We’ve done several stories about “law camps” — summer experiences where law schools charge people unreasonable amounts of money to “experience” law school for a few days or weeks. They are really bad ideas that seem designed to trick people into applying to law school and shake a little money out of them in the process. “Law camp” has about as much to do with actual law school as “summer camp” has to do with living in a traditional society as a hunter-gatherer.
Those programs are aimed at college students or mid-career professionals looking to get a “taste” of what it’s like to spend a lot of money for unmarketable skills. Now comes Marquette University Law School, which is holding a five-day “Summer Youth Institute” aimed at impressionable high-school and middle-school students.
Sounds like the worst thing ever, right? Actually, no. It’s really not that bad. For starters, it’s free….
The Marquette program is open to 8th, 9th, and 10th graders who live in the City of Milwaukee. Here’s how the school is describing it:
Students attending the Summer Youth Institute are spending a dynamic week learning about the law, practicing skills, and meeting with attorneys, judges, and law students. They are learning about the American legal system, notable figures in legal history, and the United States Constitution. They are reading United States Supreme Court cases and learning how  case analysis and note taking.
A tipster raises some reasonable concerns about this program:
I don’t know, something about trying to plant the law school seed into 8th graders’ minds before they’ve developed their own ideas about life just seems a little insidious. I mean, a sophomore in college, albeit naive, usually has at least been exposed to an environment that encourages SOME KIND OF critical thinking (maybe that’s presumptuous, but I think so). Middle and high schoolers are just too damn impressionable.
Given the way that law schools have reacted to their own declining value, I think it’s right to be suspicious of anything they do. But here, I think the Marquette initiative overcomes that suspicion and is a pretty good thing.
First of all: it’s free. When criticizing William and Mary, I wrote that “if [W&M] really cared about making this right, if they really wanted to give mid-career professionals a ‘taste’ of the law school experience, they’d make it FREE. Law schools are so concerned about grabbing some quick cash now that they can’t even see their long-term best interests.”

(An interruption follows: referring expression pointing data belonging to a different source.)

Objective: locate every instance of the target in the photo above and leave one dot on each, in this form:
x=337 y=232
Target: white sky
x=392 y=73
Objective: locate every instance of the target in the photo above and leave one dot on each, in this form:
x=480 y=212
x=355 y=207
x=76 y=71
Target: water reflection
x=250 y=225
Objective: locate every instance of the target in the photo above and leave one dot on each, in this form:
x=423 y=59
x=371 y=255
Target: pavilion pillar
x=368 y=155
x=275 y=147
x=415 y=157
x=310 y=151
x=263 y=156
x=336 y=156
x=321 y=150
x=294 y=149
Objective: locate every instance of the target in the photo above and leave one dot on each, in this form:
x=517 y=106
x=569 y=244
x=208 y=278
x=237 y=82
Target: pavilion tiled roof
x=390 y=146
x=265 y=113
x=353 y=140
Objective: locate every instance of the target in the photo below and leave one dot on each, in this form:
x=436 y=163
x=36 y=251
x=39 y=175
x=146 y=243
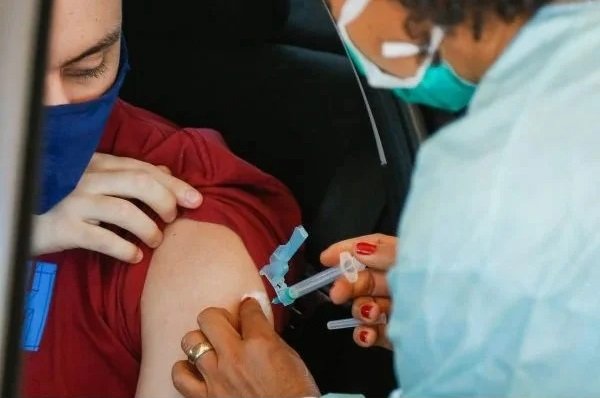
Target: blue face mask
x=434 y=85
x=71 y=133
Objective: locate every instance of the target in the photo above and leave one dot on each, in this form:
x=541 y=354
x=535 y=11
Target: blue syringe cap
x=278 y=266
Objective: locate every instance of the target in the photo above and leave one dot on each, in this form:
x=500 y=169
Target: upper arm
x=199 y=265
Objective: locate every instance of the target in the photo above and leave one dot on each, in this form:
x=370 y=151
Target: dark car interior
x=273 y=77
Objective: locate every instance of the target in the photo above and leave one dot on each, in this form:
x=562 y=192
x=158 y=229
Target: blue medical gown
x=497 y=287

Marquette is a Jesuit institution, and one thing we Catholics are good at is valuing the long-term upside of “getting them while they’re young.” Even if Marquette does have some kind of nefarious plan, they’re at least doing it in the accepted, time-honored way of carrying out nefarious plans: “Hey little boy, here’s some free candy, we’ll talk about all the toys in my van later.” Honestly, in this market a law school needs to be applauded for anything less than a naked cash grab.
And I’m not so sure that there even is some kind of “nefarious” plan at play here. Children, especially by the time they are in high school, are supposed to learn about the legal system. And most American high schools do a piss-poor job of teaching people about the legal system. High school kids should meet judges and lawyers. They should read the Constitution and Supreme Court cases. They should know what a dissent is. These are central concepts to our public life.
Will some of these kids — these city kids — go to this camp and come back with a fire and passion to become “a lawyer” that never goes out, no matter what you tell them about “rational economic self-interest”? Sure. But better for it to happen while they’re talking to judges at Marquette than while watching an episode of Suits on the couch.
Eighth graders might be impressionable, but they’re also making dreams. I’m not worried about the person who has wanted to go to law school since 8th grade and is willing to put in the time and work and sacrifice it takes to get there. That’s not who law schools are fooling anyway. I’m much more worried about the college kid who can’t think of anything better to do with his life who never wanted to be a lawyer but thinks, “Derp, if I go to law school I’ll make $160,000 a year when I get out.”
And I’ll note that nobody is offering that kid the opportunity to get a free taste of it over the summer.